So you‘re trying to figure out whether to use a mono-repo or multi-repo for your next big project? I‘ve been there myself. As a longtime software engineer and open source contributor, I‘ve seen both approaches used successfully on large projects. In this guide, I‘ll share my insights to help you make an informed decision.
First off, what do these terms mean?
Mono-repo is when you store all your project‘s code and services together in a single repository.
Multi-repo splits things up into multiple repositories, with each one containing a separate component.
Now let‘s dive deeper into the pros and cons of each approach.
When Mono-Repo Works Best
Mono-repos shine for large projects with hundreds of developers collaborating closely together.
For example, Google uses a massive mono-repo with over 2 billion lines of code! The benefits for them include:
- Easy to share and reuse common libraries across services
- Avoid dependency versioning hell
- Makes large-scale code refactoring smoother
- Provides whole-system view for developers
Mono-repos also simplify code discoverability. There‘s only one place to look for any file or module you need. You can even implement custom search tools optimized for your codebase.
However, mono-repos introduce complexity when scaling to extremely large sizes. Facebook mitigated this by developing specialized infrastructure like a custom source control system. Most teams attempting mono-repo end up dealing with slower build times and unwieldy repositories.
When Multi-Repo Works Best
Multi-repo shines when you have clearly separated components and microservices. Top advantages:
- Each service can evolve independently without affecting others
- Repositories remain fast and lightweight
- Services can be deployed on their own release cycle
- Easy to enforce access control between teams
- Enables continuous integration per service
Take Netflix as an example. They famously adopted a microservices architecture, which lends itself perfectly to multi-repo. Even a giant like Amazon uses this approach.
Multi-repo also prevents a monolithic codebase that bogs down developers. And it forces a modular architecture. The downside is you lose a unified code view, making it harder to grasp inter-service dependencies.

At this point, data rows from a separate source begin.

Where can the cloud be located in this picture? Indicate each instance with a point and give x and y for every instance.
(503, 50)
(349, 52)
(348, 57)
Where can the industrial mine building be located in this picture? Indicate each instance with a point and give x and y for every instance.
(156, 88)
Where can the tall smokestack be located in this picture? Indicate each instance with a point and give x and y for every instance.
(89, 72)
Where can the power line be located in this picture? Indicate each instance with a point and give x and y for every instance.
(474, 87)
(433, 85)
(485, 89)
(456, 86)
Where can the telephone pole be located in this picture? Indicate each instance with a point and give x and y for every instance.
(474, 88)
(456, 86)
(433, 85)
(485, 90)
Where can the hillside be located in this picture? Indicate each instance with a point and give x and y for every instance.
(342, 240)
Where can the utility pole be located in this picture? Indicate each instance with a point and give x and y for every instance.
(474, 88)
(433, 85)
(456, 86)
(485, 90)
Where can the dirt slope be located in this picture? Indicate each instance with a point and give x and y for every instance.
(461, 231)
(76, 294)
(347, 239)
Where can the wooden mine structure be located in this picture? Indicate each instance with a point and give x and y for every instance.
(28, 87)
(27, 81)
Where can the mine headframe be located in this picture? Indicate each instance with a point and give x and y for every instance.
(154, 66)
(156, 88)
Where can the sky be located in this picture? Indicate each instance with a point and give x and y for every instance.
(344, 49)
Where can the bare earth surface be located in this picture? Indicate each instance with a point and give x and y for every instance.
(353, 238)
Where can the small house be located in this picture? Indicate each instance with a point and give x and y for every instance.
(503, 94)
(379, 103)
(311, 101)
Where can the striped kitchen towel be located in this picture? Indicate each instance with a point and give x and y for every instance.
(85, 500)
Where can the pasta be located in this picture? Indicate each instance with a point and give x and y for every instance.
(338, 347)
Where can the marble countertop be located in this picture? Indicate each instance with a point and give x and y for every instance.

Key Differences Summarized
Here is a comparison of the two approaches:
|Single source of truth||Own repo per component|
|Tightly coupled system||Loosely coupled components|
|Heavy and complex||Lightweight and modular|
|Shared libraries||Duplicate common code|
|Global refactors||Isolated changes|
|Unified development||Siloed teams|
Expert Opinions on the Debate
This topic has been heavily debated among software architecture experts. Here are some interesting perspectives:
Martin Fowler argues mono-repos may be the "pragmatic choice" for large projects due to benefits like single workflow and tribal knowledge sharing.
Uncle Bob claims decoupling components using multi-repo makes for "better architecture" following principles like SOLID.
Google engineers state mono-repo was crucial in enabling code reuse and global code ownership there.
So there are good points on both sides! The best choice depends on your specific constraints.
Making the Right Choice
When deciding between mono vs multi-repo, consider these factors:
- Team structure and size
- Amount of shared code
- Rate of change to components
- Deployment needs
- Access control requirements
- Developer productivity
For a large team building a highly integrated product, mono-repo may work best. For microservices with independent release cycles, multi-repo is likely the better fit.
You might even leverage a hybrid approach, maintaining some core libraries in a mono-repo and microservices in separate repositories. There are also tools like meta which essentially allow managing a mono-repo composed of multi-repos.
- Mono-repo centralizes code for easier sharing while multi-repo partitions it into independent units
- Mono-repo benefits collaboration but poses scaling challenges
- Multi-repo enables decentralized ownership and modular architecture
- Carefully examine your team, code and deployment needs when deciding
- Hybrid approaches combining both models are also viable
I hope this guide gives you a balanced perspective on the mono-repo vs multi-repo debate! Let me know if you have any other questions.